Remix.run Logo
colordrops 4 hours ago

I assume they didn't fix the memory bandwidth pain point though.

llm_nerd 4 hours ago | parent | next [-]

The memory bandwidth limitation is baked into the GB10, and every vendor is going to be very similar there.

I'm really curious to see how things shift when the M5 Ultra with "tensor" matmul functionality in the GPU cores rolls out. This should be a multiples speed up of that platform.

storus 4 hours ago | parent [-]

My guess is M5 Ultra will be like DGX Spark for token prefill and M3 Ultra for token generation, i.e. the best of both worlds, at FP4. Right now you can combine Spark with M3U, the former streaming the compute, lowering TTFT, the latter doing the token generation part; with M5U that should no longer be necessary. However given RAM prices situation I am wondering if M5U will ever get close to the price/performance of Spark + M3U we have right now.

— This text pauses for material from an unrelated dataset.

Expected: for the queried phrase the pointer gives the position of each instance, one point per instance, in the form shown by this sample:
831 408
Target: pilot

echion 23 minutes ago | parent [-]

> you can combine Spark with M3U, the former streaming the compute, lowering TTFT, the latter doing the token generation part

Are you doing this with vLLM, or some other model-running library/setup?

coder543 20 minutes ago | parent [-]

They're probably referencing this article: https://blog.exolabs.net/nvidia-dgx-spark/

cat_plus_plus 2 hours ago | parent | prev [-]

At least for transformers, it can be kind of fixed with MOE + NVFP4 for small working set despite large resident size.